Englewood, Co.-Sophomore Petra Galabaugh knows today is important, “I mean, I personally don’t like Trump. I would’ve liked Hillary better, but, Trump is our president now, I respect that. I just hope he doesn’t make any irrational decisions.” Students and teachers at Englewood High School are marking the transition in power today. The presidential inauguration events are being discussed in classrooms and in the hallways. “I’m not happy. I don’t approve of what his choices are. Getting rid of abortion, Planned Parenthood and birth control is something he should not get rid off,” says Thalia Rodriguez (12).
Many students at EHS wonder what the future holds, “I feel like the election was very unfair and that Trump does not deserve to be president”, says Brianna (10). Her concerns are related to immigration issues, “All of my family is from Mexico, I feel as if we are in danger due to Trump’s racism and sexist ways.”
In classrooms all over the school, there are discussions about the ceremony, the oath of office and the peaceful transition of power. They are also talking about Donald Trump’s stances on public education, immigration, and other issues. It is a confusing time for some students, “I don’t really have anything to say about Trump because he isn’t the best and I don’t personally like him,” Jena Korinek (12). “I feel mortified. I’m concerned for the world. Everything is a ripple effect,” says Stephany Ramirez (12).
Education leaders say it is important for teachers to model respect for viewpoints, even when they are different than our own. Student Peston Asher says he finds it hard to see a future with Trump, “I think he doesn’t deserve it (the office) because for one, he’s racist, sexist, and he doesn’t deserve to be the president.”

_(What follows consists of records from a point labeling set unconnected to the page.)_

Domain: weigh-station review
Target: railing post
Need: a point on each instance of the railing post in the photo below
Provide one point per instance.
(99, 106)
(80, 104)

“I really don’t care for Trump, I hope he does well because he’s our president, I really think he’s going to crash our economy,” says Aujahnae Eggleston (12th). She believes President Trump will cause issues that will be hard to fix, “Economics, insurance, a lot of health problems, and it would be harder for people to get jobs.” Teachers are leading discussions about social change and the security team is on the lookout for anything out of the ordinary on this historical day, “I’m very hopeful that everything goes very smoothly and well. Some things I agree with about Trump and some I do not,” says Officer Orion Watts.
According to edsource.org, in Los Angeles Unified, the district is calling for a “Unity Day” today, with lesson plans on environmental, social and humanitarian topics, as well as restorative justice circles and other activities.
In schools in other parts of the country, students are walking out of class. In San Francisco, walkouts are being organized by an activist group called By Any Means Necessary, which is advocating “no ‘business as usual’ until Trump is defeated,” according to organizer Yvette Felarca, a Berkeley middle school teacher.
Student walkouts, she said, have a history of effectiveness, including the Children’s Crusade, a march in Birmingham in 1963 that “set the stage for the national civil rights movement to win the Federal Civil Rights Act of 1964,” and the Latino and immigrant students walkouts in 2006 that “defeated the federal legislation that would have turned every undocumented immigrant into a felon.”
News reports in Denver find protests in the downtown area. 9News is reporting protesters are spanning about two blocks. There are national report of protesting in various cities.
In Englewood, there are no walkouts planned at area schools, but that doesn’t mean students aren’t passionate about the events of today, “I don’t really like the idea that Trump is becoming president. The country isn’t really going to be good anymore,” says Hunter Saiz (9).
Some are talking about planned protests across the country scheduled for tomorrow, “I heard that at Maddox (elementary school) female teachers are wearing a certain type of ears to protest and I think they are defending women in the women’s March because Trump is against feminism. I think the women’s March is powerful because it’s a bunch of women standing up for us and what we believe is right,” Ralyn Brown (10).